Ecco c'è morte e morte davanti all'eternità del ricordo e dell'ammirazione. Amy Winehosue rovinata da alcol e droga? Peccato, ma era solo una cantante. Sigmund Freud andava di cocaina? Peccato, era appena un grande psicologo e non solo. Edgar Alan Poe, Jack London, Chales Baudelaire hanno avuto rapporti con la droga? Peccato, erano solo scrittori. Marlon Brando rovinato dalle perversioni sessuali? Peccato, era solo un attore. Un presidente degli Stati Uniti è finito male, caduto dalla poltrona per una storia di sesso? Pazienza, era solo un presidente. Ma i campioni no. Sono molto di più. A modo loro irripetibili. Ci fanno godere e soffrire, si fanno amare e quasi mai odiare. Difficile non averne rispetto, ammirazione, esercitano quello strano appeal che nessun altro essere campione (appunto della cultura, musica, cinema, politica) riesce a trasmettere. Quando sfogliamo libri e foto, quando rivediamo filmati, restiamo abbacinati come fosse la prima volta: lo sprint di Jesse Owens, i pugni di Robinson, Benvenuti e Alì, le corse meravigliose di Coppi, Bartali e Merckx, di Fangio e Senna, le bracciate di Mark Spitz, i tuffi di Dibiasi e Greg Louganis, gli slalom di Thoeni, Tomba e Stenmark, le pallettate di Mc Enroe e Connors. L'eroe trascina più dell'eroina, il campione più della campionessa. Ingiusto, forse, ma così racconta la storia.

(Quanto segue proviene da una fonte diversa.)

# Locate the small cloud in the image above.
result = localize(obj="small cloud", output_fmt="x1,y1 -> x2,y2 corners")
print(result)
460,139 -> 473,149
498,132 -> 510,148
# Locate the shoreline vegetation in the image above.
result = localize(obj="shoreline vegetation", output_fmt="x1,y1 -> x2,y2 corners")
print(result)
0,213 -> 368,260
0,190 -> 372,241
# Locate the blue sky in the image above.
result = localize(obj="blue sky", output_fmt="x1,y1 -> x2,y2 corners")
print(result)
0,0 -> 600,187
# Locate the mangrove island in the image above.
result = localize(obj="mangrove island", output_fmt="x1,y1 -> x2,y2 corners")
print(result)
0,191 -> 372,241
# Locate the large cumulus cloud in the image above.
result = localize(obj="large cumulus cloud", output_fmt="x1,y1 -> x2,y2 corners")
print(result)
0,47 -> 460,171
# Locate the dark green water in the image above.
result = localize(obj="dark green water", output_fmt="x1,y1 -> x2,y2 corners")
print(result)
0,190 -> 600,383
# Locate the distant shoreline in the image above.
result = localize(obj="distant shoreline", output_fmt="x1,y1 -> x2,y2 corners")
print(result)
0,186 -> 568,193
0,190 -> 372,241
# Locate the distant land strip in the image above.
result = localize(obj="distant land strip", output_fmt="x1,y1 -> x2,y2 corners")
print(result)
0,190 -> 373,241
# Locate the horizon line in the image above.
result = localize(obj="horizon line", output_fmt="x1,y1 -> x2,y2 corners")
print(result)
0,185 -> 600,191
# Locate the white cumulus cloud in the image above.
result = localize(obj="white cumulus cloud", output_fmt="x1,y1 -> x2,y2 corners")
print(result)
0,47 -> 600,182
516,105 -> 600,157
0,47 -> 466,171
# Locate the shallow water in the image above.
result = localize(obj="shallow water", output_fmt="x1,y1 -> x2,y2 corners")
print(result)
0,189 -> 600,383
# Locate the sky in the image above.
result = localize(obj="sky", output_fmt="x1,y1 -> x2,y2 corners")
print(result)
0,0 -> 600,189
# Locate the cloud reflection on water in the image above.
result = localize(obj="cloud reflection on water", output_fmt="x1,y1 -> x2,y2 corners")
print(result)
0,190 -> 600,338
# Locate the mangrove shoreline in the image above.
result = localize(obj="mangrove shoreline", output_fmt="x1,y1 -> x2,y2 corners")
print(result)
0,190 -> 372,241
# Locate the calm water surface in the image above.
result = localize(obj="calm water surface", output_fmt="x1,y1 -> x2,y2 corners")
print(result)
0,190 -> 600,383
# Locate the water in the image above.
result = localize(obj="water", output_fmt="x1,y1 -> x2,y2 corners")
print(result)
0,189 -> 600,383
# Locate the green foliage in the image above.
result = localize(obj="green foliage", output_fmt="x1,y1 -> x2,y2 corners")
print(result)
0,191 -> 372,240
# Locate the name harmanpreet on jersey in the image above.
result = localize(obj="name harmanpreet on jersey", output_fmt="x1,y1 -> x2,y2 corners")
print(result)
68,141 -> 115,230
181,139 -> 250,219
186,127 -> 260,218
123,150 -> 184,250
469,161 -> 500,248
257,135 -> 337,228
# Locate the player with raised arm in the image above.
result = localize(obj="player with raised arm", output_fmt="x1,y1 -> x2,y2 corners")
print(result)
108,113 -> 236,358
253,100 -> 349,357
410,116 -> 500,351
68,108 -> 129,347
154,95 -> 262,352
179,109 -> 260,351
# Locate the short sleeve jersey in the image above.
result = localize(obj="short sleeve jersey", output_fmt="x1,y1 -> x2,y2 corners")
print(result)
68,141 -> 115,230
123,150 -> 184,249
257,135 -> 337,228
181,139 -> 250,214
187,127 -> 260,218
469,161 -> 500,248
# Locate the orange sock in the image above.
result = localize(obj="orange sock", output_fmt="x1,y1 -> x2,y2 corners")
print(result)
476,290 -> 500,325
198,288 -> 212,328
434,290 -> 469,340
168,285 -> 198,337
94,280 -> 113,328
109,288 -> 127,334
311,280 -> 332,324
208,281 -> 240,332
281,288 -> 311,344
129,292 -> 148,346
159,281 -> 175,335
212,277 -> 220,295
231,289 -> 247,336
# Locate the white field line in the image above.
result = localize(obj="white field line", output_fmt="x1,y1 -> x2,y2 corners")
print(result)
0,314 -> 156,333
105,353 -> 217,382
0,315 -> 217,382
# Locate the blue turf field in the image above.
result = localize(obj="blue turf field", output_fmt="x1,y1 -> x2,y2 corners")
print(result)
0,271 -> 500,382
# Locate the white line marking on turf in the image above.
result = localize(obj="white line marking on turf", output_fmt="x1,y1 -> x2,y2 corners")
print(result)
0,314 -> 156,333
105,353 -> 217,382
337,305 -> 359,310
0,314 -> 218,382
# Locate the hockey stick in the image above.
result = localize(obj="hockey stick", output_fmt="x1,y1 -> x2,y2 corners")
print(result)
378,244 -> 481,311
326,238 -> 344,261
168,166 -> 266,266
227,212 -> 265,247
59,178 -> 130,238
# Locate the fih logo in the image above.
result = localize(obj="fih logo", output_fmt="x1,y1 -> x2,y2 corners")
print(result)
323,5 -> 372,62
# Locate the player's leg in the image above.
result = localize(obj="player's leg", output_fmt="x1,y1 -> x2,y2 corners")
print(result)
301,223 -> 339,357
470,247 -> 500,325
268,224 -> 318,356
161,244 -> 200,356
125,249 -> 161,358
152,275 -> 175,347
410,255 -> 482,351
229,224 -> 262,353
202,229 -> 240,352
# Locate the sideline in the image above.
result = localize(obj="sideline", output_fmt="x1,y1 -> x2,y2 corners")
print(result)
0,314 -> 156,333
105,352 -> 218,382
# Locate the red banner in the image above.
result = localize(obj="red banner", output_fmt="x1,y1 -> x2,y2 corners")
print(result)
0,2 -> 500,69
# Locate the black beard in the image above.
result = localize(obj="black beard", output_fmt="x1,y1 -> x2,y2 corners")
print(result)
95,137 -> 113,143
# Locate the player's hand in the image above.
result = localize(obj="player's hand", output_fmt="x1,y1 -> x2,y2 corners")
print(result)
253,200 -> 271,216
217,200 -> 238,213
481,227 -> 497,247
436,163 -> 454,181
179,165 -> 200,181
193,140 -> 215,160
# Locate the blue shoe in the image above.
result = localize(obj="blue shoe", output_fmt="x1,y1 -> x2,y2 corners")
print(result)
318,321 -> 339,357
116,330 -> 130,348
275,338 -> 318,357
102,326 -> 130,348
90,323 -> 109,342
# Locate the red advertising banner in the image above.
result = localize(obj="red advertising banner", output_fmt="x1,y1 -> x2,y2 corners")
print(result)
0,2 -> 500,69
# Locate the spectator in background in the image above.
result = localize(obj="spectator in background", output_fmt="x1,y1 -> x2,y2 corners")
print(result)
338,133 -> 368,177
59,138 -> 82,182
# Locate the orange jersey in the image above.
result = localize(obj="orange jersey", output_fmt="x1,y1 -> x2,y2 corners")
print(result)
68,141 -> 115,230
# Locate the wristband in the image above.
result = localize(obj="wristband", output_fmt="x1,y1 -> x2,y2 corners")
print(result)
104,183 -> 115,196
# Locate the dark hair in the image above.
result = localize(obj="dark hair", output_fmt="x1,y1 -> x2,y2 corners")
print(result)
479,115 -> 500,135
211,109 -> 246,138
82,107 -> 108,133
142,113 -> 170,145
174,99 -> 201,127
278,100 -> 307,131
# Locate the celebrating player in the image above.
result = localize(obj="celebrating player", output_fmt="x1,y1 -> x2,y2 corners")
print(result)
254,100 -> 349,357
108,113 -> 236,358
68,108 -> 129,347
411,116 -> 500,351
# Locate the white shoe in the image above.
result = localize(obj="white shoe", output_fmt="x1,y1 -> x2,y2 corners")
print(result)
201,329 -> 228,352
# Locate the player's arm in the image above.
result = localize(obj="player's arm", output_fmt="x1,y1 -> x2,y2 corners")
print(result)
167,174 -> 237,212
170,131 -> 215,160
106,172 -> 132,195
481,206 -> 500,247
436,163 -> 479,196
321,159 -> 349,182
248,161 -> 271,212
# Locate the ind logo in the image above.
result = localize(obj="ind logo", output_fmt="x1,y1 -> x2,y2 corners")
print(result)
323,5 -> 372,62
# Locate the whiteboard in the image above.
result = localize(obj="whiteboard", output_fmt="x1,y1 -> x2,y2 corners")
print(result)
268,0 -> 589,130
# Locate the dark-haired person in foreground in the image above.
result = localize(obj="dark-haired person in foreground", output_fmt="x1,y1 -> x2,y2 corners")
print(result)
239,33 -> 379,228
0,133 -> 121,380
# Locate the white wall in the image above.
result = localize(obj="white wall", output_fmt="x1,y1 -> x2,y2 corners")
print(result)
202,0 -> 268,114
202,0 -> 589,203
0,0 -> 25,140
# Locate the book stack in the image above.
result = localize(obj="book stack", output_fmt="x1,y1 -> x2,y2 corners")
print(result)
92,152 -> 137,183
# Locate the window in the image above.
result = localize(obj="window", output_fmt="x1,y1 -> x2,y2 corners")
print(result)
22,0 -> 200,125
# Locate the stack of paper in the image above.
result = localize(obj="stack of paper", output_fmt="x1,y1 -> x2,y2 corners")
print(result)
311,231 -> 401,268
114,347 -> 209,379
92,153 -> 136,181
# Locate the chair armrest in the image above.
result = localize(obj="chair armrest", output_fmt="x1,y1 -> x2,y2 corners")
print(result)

Invece, oggi, troppi stanno perdendo l'aureola. E qualcuno, come Messi, sta cercando di conquistarsela. Ma che dire di Muhammad Alì? Ogni volta non ci resta che emozionarci, illuminarci nel rivederlo. A 71 anni appena compiuti, nemmeno il Parkinson lo fa retrocedere nella tribù della normalità.

Alì lotta ancora da re, il più grande spot vivente di chi vuol battersi con la malattia. E, allora, aggrappiamoci a lui per credere che i campioni siano più forti di tutto e tutti. E che lo sport non sia solo business e droga.